第〇条 遺言者名義の土地建物(長野市〇〇所在)は、すべて長女Cに相続させる。
付言事項:それぞれの生活状況を考慮し、このように分けました。仲良く過ごしてくれることを願っています。
■ 遺産の“価値”が兄妹のあいだで違って見える
遺言の内容が伝えられた直後、Dさんは不満を漏らしました。
「え?家って、売れなければ現金化できないし、しかも固定資産税もかかるんだろ?
実家の家と土地の方が、評価額では俺がもらった現金よりずっと高いじゃないか」
たしかに、不動産の評価額は約1,500万円、預貯金は900万円でした。
しかもCさんはその家に住み続けるつもりで、Dさんは遺産の不公平を感じざるを得ませんでした。
■ 不動産と現金の「価値」は同じではない
- 不動産は、評価額が高くても流動性が低い(すぐ売れない)
- 維持費(固定資産税・修繕費)がかかる
- 将来的に共有になるとトラブルのもと
- 地域によっては買い手がつかず、売却も困難
こうした事情があるため、「評価額のバランスが取れている=不満が出ない」とは限りません。
■ 解決策①:換価分割の検討
「遺産を売却して現金化し、そのうえで分ける」という選択肢もあります。
ただし、Cさんのように「住み続けたい」という希望がある場合は、慎重に検討が必要です。
■ 解決策②:特別受益・持戻し免除とのバランスを考える
もしCさんが長年介護をしてきた場合、「その労に報いたい」という意味で不動産を相続させることは正当性があります。
この場合、付言事項で経緯を詳しく説明し、理解を促すことが大切です。
■ 対応の工夫:現金の一部を不動産を相続する者に
たとえば以下のように記載することも考えられます。
「遺言者名義の土地建物は長女Cに相続させる。ただし、長女Cは長男Dに対して、現金300万円を分与すること。

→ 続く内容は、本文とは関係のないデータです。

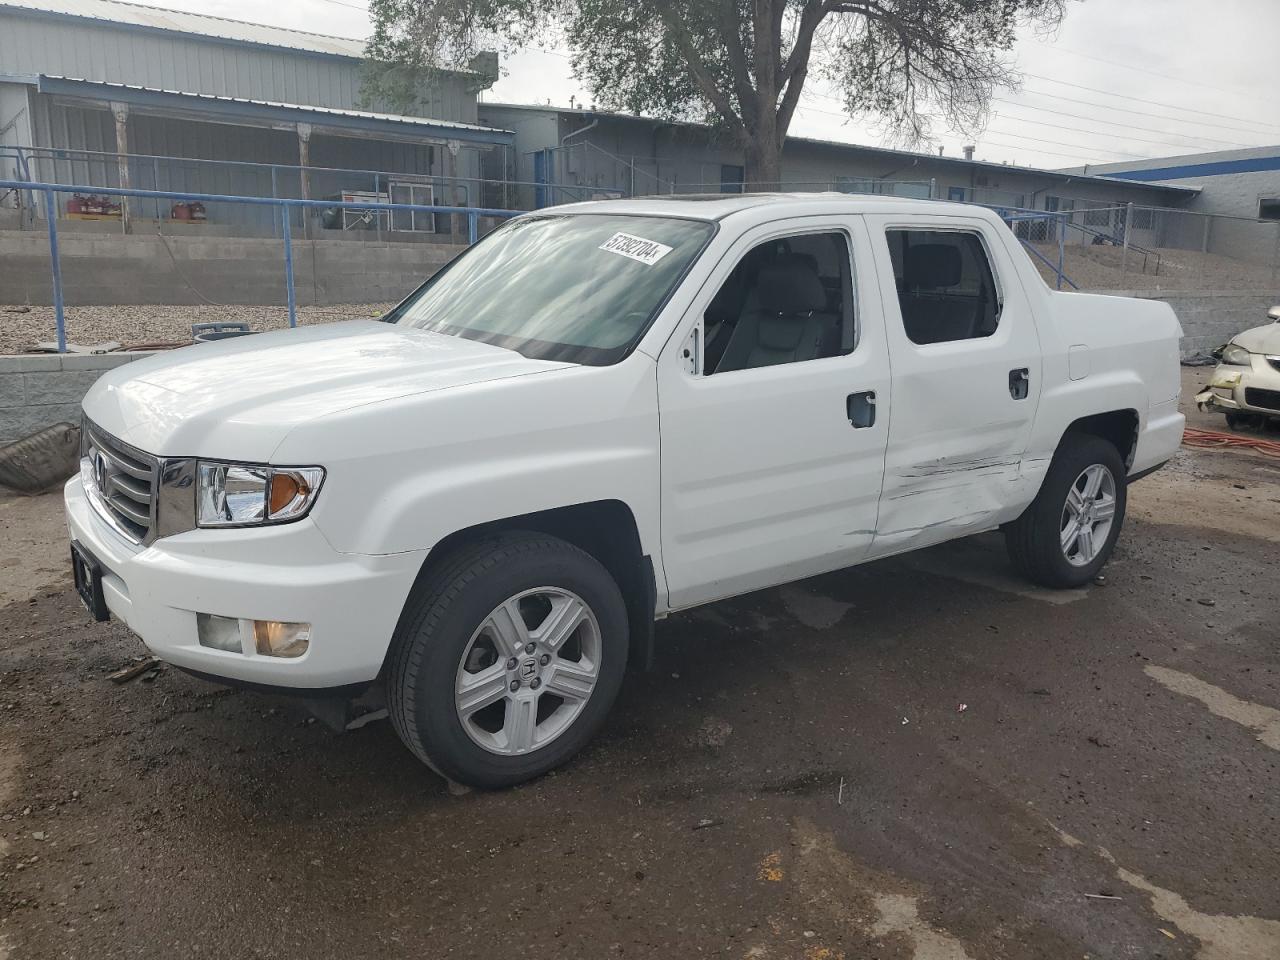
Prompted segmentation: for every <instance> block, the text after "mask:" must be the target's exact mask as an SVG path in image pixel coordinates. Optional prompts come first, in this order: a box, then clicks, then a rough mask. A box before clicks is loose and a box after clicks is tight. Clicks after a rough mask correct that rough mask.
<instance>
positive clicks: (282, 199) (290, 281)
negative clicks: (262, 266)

」
こうすることで、“公平感”を具体的な金銭で調整することができます。
■ 結びに ― “形の違う遺産”は、争いのきっかけになる
遺産の中でも、「不動産」と「現金」の扱いは難しいポイントです。
“評価額”でバランスをとったつもりでも、使い道・維持費・心理的負担の違いが感情のズレを生みます。
「どう分けるか」だけでなく、「どう感じられるか」まで考えておくことが、
遺言に込めた想いを伝えるためには欠かせません。